Si l’on considère que la
guerre froide n’était qu’une confrontation entre deux idéologies à vocation
planétaire, la réponse est non. L’une des deux idéologies a disparu et elle a
été remplacée en Russie par un système qui n’est ni le communisme, ni le
libéralisme, et qui ne cherche pas à s’étendre. La Russie ne veut pas
reconstruire un empire, elle le dit par la voix de son président et de ses
politiques et le fait que l’Occident ait fait le choix de ne pas le croire ne
transforme pas ces déclarations en mensonges.
Cela dit, il s’agit
effectivement d’un système différent et au moment où surgissent des doutes
sérieux sur l’efficacité et la légitimité du système libéral, les gens peut
sûrs d’eux-mêmes ont du mal à accepter les différences. Ils se sentent menacés
et donc deviennent agressifs.
La fin de la Guerre
Froide a été annoncée à plusieurs reprises, mais elle a eu lieu dans des
conditions qui manquent de clarté et c’est ce manque de clarté qui laisse
penser qu’il n’y eut pas réellement fin. Essayons d’analyser les évènements
pour mieux comprendre la situation actuelle.
L’erreur fondamentale,
semble-t-il, a été de confondre la fin de la Guerre Froide avec la fin du
communisme. Ce sont en fait deux évènements différents bien qu’ils soient tous deux
la conséquence d’une seule et même politique lancée par Mikhaïl Gorbachev. Un
seul homme, ou presque, a provoqué un changement radical du monde en cette fin
de vingtième siècle.
Né le 2 mars 1931 dans la région de Stavropol, dans le sud du pays, entre
la Mer Caspienne et la Mer Noir, Mikhaïl Gorbachev ne faisait pas partie de la
« couche sociale intermédiaire[1] »
comme le mentionne Andrei Grachev[2].
Il fait des études de droit à l’Université de Moscou (МГУ) où il devient chef
du bureau du Komsomol[3] de
l’Université avant d’être admis au parti communiste en 1952. C’est là qu’il
rencontre celle qui va devenir son épouse, Raïssa, une brillante étudiante en
philosophie.
De retour à Stavropol, Mikhaïl Gorbachev y gravira les échelons de
l’administration locale jusqu’au poste de premier secrétaire du comité régional
du Komsomol, en 1961. Puis, deux ans plus tard, il était à la tête du comité
chargé des problèmes d’organisation du comité régional du parti communiste. En
1968, à trente sept ans, il devenait deuxième secrétaire du comité régional du
parti.
Sa progression dans la direction du parti de la région de Stavropol lui
permit de nouer des relations haut placées à Moscou, dans des conditions moins
formelles qu’il n’aurait pu le faire dans la capitale. En effet, près de
Stavropol se trouve la station thermale de Mineralnye Vody ou les dirigeants
âgés aimaient venir se soigner. Stavropol était une sorte d’étape sur la route
de la station.
C’est ainsi que, par exemple, Mikhaïl Gorbachev fit la connaissance de
Iouri Andropov en 1969. Le chef du KGB se prit de sympathie pour le jeune
dirigeant local et il protègera sa carrière jusqu’à sa mort. C’est en grande
partie à lui que Mikhaïl Gorbachev devra sa progression au plus haut niveau de
la hiérarchie à Moscou[4].
En avril 1970, il devenait secrétaire général du comité régional du parti
communiste de la région de Stavropol, le plus jeune dirigeant de région de
l’Union Soviétique.
Huit ans plus tard, il était nommé à Moscou comme secrétaire du comité
central du parti. Il était, de nouveau, le plus jeune occupant de ce poste.
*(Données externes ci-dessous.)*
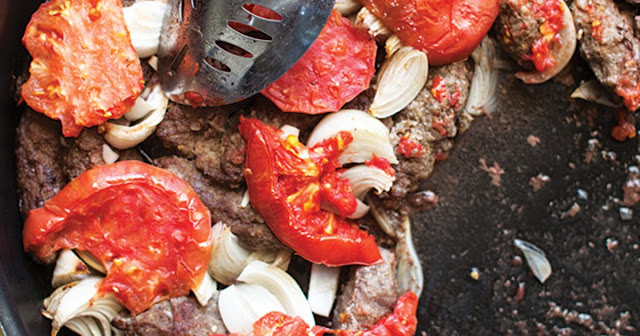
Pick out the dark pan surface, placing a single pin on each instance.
(473, 225)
Mikhaïl Gorbachev est nommé secrétaire général du parti communiste d’Union
soviétique à un moment où les dirigeants ont conscience que le système est sur
le point de se bloquer complètement. D’autre part, le pays sort d’une série de
funérailles nationales qui a sérieusement entamé son moral. Leonid Brejnev a
été remplacé par deux secrétaires généraux qui ont tenu leur poste à peine un
an chacun, soit trois enterrements en à peu près trois ans.
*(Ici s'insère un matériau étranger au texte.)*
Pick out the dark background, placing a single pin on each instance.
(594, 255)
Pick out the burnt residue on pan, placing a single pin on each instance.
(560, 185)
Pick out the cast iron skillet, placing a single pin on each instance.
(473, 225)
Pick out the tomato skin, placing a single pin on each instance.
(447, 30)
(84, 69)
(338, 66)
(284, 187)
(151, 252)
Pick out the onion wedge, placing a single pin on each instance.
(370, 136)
Ces deux éléments ont pesé dans la décision de choisir un
« jeune » secrétaire. Mikhaïl Gorbachev a moins de 55 ans. Son
arrivée provoque immédiatement un espoir extrêmement fort dans l’ensemble de la
population. Le lancement de la « glaznost » encourage cet espoir et
les stades se remplissent de jeunes qui scandent « peremen ! »
(changement).
Mikhaïl Gorbachev lance aussi la « perestroïka », réforme
économique qui autorise la propriété privée dans certaines conditions et
aboutira en novembre 1986 à la loi sur les activités de travail individuel et à
la création de sociétés privées.
La personnalité du nouveau secrétaire général et les premières annonces
vont être à l’origine d’un immense espoir dans une population fatiguée
d’entendre de vieux dirigeants répéter sans fin les mêmes discours auxquels
plus personne ne croit, pas même ceux qui les prononcent. Les attentes de la
population sont si fortes qu’elles en peuvent qu’être déçues.
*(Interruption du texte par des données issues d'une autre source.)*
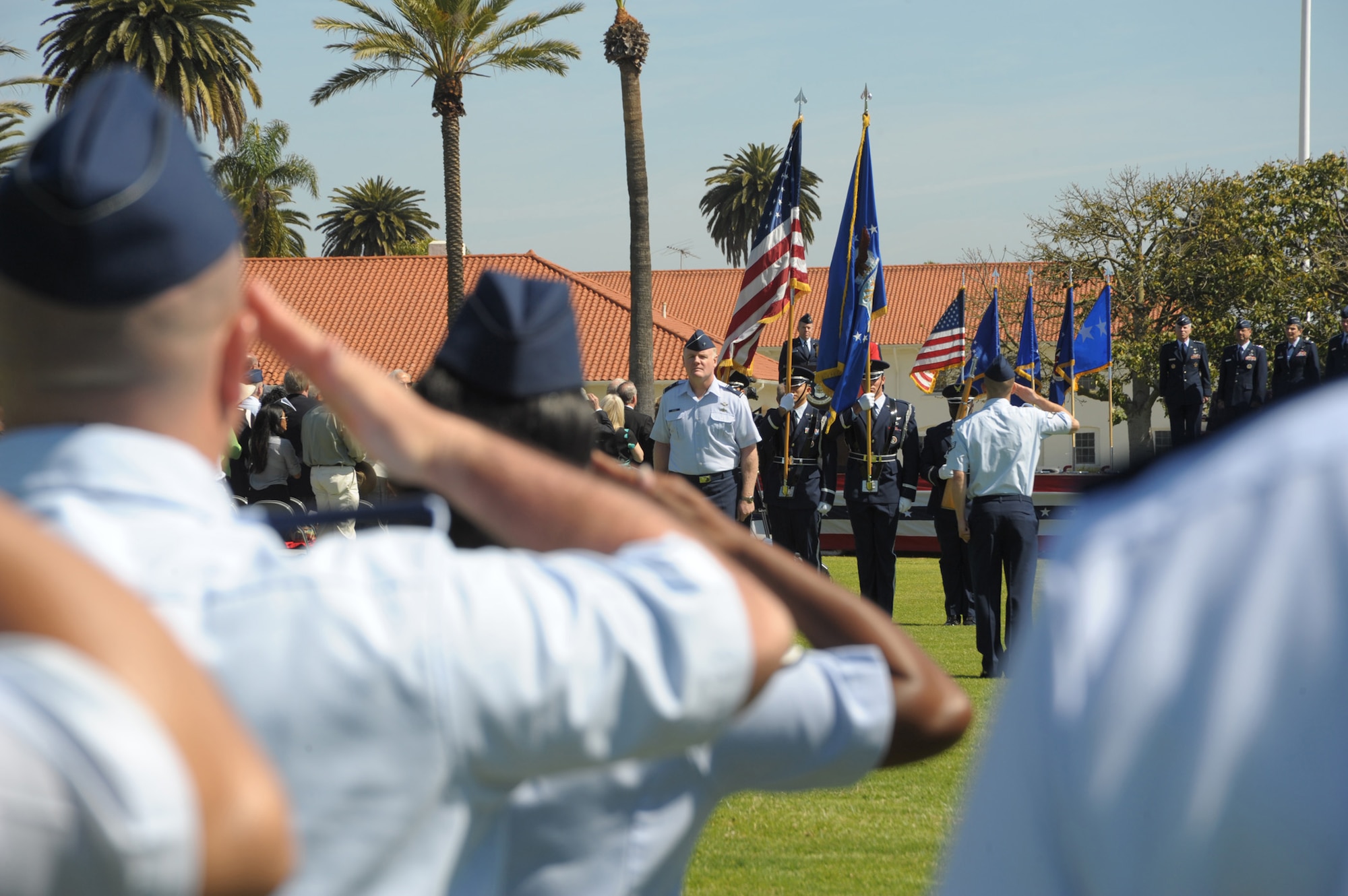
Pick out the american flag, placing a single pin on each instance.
(944, 348)
(777, 265)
En revanche, dans le domaine de la politique internationale, la vision
avant-gardiste du nouveau maître du Kremlin fera des merveilles. Convaincu que
l’énergie employée à entretenir la guerre froide pourrait être réorientée
utilement vers les réformes intérieures et que la dissuasion nucléaire faisait
courir un grand risque à l’ensemble de l’humanité, Mikhaïl Gorbachev lance
alors des initiatives visant à provoquer une réelle détente dans les relations
entre les deux blocs. A-t-il conscience à ce moment qu’il est en train de
préparer la fin de l’Union Soviétique ? Certainement pas, car ce n’est pas
son objectif. Il veut réorganiser et moderniser le système existant, pas le
remplacer.
Pourtant, il s’agit d’un tournant stratégique de première importance. Il ne
peut qu’être motivé par une nouvelle vision du monde en contradiction avec
celle des dirigeants soviétiques qui l’ont précédé. Elle est d’ailleurs
également en contradiction avec la vision qui domine dans le monde occidental. Certains
analystes comme Gérard Grasset ont parlé d’intuition « l’intuition
fulgurante des intérêts généraux, la conviction aussitôt acquise et fermement
assurée[5] ».
Dès le début de son mandat, il renvoie les dirigeants des républiques
soviétiques à leurs responsabilités : « Je tiens à ce que vous
sachiez que nous respecterons désormais les principes d’égalité entre les Etats
et de non-ingérence dans la politique intérieure de nos voisins, principes que
nous n’avons jamais réellement appliqués jusqu’ici. Vous êtes donc responsables
du bon fonctionnement de vos institutions. Nous avons besoin de la perestroïka
et nous allons l’appliquer chez nous. Libre à vous d’en faire de même[6] ».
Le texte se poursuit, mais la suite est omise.